Skip to main content

ArXivPaperPipeline

What it is

  • A Pipeline that fetches an ArXiv paper by ID, builds an RDF graph (ABI/BFO ontology terms), writes the graph to a Turtle (.ttl) file, and optionally downloads the paper PDF and records its local path in the graph.

Public API

  • ArXivPaperPipelineConfiguration (dataclass)

    • Holds runtime configuration:
      • arxiv_integration_config: ArXivIntegrationConfiguration
      • triple_store: ITripleStoreService (present in config but not used in this file)
      • storage_base_path: str (default: "storage/triplestore/application-level/arxiv")
      • pdf_storage_path: str (default: "datastore/application-level/arxiv")
  • ArXivPaperPipelineParameters (pydantic model)

    • paper_id: str — ArXiv paper ID
    • download_pdf: bool = True — whether to download the PDF
  • ArXivPaperPipeline(configuration)

    • run(parameters) -> rdflib.Graph
      • Validates parameter type (ArXivPaperPipelineParameters)
      • Fetches paper metadata via ArXivIntegration.get_paper(paper_id)
      • Adds to an ABIGraph:
        • Paper individual (type ABI.ArXivPaper, with label/description/url)
        • Published timestamp as a BFO.BFO_0000203 “temporal instant”, linked via BFO.BFO_0000222
        • Authors as ABI.ArXivAuthor, linked via ABI.hasAuthor
        • Categories as ABI.ArXivCategory, linked via ABI.hasCategory
      • Serializes graph to a uniquely named .ttl file under storage_base_path
      • If download_pdf is true and pdf_url exists:
        • Downloads PDF to pdf_storage_path
        • Adds (paper, ABI.localFilePath, <local pdf path literal>) to the graph
        • Rewrites the .ttl to include the local file path
    • as_tools() -> list[BaseTool]
      • Returns a single LangChain StructuredTool named "arxiv_paper_pipeline" that calls run() with ArXivPaperPipelineParameters.
    • as_api(...) -> None
      • Present but currently does nothing (returns None without registering routes).

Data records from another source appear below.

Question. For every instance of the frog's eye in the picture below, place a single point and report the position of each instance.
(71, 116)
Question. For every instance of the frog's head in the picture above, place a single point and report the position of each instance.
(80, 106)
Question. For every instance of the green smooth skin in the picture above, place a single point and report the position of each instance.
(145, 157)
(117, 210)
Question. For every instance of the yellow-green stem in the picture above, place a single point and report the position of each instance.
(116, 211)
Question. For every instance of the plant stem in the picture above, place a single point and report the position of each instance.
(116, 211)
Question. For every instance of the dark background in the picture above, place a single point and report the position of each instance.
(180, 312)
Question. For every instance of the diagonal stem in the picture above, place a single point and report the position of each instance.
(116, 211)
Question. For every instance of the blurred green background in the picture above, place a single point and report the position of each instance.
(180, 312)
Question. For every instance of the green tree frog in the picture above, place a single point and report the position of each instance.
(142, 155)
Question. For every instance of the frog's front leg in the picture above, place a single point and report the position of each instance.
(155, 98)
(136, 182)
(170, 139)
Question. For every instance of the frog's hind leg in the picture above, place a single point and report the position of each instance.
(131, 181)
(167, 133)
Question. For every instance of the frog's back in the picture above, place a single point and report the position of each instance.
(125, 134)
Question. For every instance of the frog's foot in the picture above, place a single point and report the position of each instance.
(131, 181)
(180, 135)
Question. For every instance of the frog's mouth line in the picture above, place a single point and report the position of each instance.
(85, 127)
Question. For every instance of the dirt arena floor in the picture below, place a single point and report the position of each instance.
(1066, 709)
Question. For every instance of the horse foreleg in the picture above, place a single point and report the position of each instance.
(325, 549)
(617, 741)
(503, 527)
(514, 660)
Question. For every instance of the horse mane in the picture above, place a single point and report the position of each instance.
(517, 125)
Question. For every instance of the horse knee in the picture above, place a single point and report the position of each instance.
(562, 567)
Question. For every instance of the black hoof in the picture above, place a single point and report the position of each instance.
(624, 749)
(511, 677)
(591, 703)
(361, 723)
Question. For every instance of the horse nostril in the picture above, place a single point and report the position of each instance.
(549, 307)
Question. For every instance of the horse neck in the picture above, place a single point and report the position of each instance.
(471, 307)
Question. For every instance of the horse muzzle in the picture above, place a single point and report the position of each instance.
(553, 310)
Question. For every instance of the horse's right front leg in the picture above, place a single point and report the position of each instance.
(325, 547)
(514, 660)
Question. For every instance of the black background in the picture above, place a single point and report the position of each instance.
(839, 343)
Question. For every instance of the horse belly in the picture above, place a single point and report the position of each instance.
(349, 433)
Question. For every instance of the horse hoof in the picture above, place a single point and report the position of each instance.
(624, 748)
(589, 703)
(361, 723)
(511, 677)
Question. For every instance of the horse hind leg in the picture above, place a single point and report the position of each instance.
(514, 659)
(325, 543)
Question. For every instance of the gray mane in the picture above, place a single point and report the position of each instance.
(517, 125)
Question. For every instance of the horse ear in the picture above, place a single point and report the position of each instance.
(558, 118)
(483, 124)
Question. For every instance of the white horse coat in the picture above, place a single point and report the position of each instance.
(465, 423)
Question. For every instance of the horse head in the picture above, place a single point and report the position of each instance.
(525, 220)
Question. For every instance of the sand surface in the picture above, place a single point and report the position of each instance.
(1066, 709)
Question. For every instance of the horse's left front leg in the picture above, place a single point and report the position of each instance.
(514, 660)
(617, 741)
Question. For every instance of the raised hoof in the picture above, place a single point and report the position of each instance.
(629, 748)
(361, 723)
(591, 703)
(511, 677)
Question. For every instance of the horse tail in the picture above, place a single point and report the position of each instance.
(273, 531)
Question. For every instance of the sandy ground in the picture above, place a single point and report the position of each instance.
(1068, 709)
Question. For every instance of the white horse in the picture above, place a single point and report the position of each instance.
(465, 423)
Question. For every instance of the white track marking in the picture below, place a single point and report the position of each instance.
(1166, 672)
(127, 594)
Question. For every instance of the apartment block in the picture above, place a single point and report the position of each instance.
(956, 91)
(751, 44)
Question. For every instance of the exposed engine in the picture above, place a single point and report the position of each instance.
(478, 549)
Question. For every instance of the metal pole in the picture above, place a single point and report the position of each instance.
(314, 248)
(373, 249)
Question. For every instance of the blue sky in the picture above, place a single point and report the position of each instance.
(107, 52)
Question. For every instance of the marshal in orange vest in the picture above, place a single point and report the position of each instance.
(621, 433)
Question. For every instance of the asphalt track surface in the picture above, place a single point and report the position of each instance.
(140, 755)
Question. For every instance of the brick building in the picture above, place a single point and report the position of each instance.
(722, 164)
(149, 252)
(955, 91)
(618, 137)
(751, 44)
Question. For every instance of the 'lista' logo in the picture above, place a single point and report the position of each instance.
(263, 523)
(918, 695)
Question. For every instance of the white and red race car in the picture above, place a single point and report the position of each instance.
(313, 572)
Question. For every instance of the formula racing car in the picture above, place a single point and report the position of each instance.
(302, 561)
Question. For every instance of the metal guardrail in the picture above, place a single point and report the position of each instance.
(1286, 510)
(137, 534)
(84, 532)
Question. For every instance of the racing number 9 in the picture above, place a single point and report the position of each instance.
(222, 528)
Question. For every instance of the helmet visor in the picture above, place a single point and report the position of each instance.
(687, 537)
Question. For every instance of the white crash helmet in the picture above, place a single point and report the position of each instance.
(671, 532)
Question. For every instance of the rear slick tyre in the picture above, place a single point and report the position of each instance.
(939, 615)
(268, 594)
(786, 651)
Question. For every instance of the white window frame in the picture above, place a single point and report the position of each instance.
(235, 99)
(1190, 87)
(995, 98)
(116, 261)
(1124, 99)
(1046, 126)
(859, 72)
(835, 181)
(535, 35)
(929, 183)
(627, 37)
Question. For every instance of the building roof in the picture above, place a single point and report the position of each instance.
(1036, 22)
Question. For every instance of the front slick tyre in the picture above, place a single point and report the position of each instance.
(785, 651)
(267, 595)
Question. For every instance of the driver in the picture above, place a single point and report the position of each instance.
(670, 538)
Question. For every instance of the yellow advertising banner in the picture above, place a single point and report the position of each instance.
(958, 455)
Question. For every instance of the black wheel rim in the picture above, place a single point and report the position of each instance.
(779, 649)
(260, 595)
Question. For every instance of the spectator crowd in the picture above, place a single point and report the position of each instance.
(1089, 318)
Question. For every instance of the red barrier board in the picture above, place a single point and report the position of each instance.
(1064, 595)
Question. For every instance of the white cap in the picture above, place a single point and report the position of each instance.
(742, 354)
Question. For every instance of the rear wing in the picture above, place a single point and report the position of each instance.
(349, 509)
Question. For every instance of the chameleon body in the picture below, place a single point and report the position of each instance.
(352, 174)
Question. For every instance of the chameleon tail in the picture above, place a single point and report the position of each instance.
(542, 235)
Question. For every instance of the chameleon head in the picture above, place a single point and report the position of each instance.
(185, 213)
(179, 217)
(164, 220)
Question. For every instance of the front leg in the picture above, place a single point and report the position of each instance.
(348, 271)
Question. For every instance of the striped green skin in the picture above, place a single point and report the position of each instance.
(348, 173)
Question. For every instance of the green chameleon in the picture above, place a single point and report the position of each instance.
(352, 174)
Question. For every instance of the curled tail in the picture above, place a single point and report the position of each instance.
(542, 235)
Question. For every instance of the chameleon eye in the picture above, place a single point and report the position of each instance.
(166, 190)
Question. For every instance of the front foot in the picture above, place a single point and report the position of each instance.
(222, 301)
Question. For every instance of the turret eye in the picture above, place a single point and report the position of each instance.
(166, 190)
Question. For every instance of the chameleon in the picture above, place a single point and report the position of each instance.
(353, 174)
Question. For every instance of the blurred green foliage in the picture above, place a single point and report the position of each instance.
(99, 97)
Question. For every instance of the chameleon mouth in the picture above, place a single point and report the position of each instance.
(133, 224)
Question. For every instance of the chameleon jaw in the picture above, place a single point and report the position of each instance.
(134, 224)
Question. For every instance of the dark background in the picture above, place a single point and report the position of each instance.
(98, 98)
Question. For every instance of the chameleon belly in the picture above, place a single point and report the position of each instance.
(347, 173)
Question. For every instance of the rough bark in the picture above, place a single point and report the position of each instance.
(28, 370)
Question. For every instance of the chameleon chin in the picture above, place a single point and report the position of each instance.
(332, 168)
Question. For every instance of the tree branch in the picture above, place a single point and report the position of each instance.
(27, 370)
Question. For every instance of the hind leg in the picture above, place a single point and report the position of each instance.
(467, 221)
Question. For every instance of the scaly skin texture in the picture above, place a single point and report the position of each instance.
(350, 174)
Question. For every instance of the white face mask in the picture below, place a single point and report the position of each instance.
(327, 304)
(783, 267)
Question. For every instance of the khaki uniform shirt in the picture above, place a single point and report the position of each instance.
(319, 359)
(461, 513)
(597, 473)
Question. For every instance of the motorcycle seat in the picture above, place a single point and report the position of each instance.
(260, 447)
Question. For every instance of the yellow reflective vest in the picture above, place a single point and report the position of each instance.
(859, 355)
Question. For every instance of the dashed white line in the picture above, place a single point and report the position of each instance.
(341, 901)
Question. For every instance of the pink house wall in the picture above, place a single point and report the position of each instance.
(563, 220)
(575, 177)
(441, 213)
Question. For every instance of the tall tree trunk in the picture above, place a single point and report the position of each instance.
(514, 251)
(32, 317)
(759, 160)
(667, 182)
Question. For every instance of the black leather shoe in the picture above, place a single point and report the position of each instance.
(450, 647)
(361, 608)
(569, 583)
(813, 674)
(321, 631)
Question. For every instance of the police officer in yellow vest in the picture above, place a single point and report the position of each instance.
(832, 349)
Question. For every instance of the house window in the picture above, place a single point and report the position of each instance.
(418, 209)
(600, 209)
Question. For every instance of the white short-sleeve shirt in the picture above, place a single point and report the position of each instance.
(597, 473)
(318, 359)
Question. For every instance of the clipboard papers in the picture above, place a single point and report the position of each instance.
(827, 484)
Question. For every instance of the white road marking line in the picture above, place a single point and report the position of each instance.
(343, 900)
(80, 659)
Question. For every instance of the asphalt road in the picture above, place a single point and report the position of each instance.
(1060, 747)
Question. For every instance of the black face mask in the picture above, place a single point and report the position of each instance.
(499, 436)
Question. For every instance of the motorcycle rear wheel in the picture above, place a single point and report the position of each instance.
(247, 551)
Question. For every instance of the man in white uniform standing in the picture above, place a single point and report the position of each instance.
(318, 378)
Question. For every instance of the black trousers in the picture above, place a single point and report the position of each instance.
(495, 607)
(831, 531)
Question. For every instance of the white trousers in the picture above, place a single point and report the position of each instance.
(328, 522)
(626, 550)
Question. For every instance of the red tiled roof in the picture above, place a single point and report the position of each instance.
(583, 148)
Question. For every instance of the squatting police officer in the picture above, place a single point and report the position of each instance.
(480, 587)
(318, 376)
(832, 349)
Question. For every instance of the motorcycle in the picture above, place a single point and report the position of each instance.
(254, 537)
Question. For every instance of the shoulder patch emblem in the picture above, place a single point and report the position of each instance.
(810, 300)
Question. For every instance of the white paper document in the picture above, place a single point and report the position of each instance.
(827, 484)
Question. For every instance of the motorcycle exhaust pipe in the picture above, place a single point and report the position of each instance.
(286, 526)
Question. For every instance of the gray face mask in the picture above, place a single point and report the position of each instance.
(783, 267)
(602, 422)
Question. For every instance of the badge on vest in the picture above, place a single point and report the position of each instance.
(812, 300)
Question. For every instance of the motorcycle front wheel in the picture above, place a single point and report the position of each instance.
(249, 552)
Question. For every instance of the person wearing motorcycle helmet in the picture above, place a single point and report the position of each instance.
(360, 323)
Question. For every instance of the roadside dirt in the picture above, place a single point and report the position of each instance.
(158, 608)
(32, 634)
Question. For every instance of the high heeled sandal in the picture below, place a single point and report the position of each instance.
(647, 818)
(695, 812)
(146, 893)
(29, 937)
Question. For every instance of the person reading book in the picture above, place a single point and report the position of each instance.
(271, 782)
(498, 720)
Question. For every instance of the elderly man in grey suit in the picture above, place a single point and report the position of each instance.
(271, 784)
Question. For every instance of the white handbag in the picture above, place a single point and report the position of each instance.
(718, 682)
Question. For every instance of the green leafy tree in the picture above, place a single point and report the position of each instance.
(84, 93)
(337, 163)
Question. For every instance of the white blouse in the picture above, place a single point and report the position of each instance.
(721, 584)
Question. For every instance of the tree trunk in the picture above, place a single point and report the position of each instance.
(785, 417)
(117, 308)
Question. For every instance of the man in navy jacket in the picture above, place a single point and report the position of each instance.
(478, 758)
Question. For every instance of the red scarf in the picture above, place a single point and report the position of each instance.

Configuration/Dependencies

  • External services/libraries:
    • ArXivIntegration / ArXivIntegrationConfiguration (paper lookup)
    • requests (PDF download)
    • rdflib (Graph, Literal) and naas_abi_core.utils.Graph (ABIGraph, ABI, BFO)
    • langchain_core.tools.StructuredTool (tool wrapper)
    • fastapi.APIRouter (API hook is stubbed)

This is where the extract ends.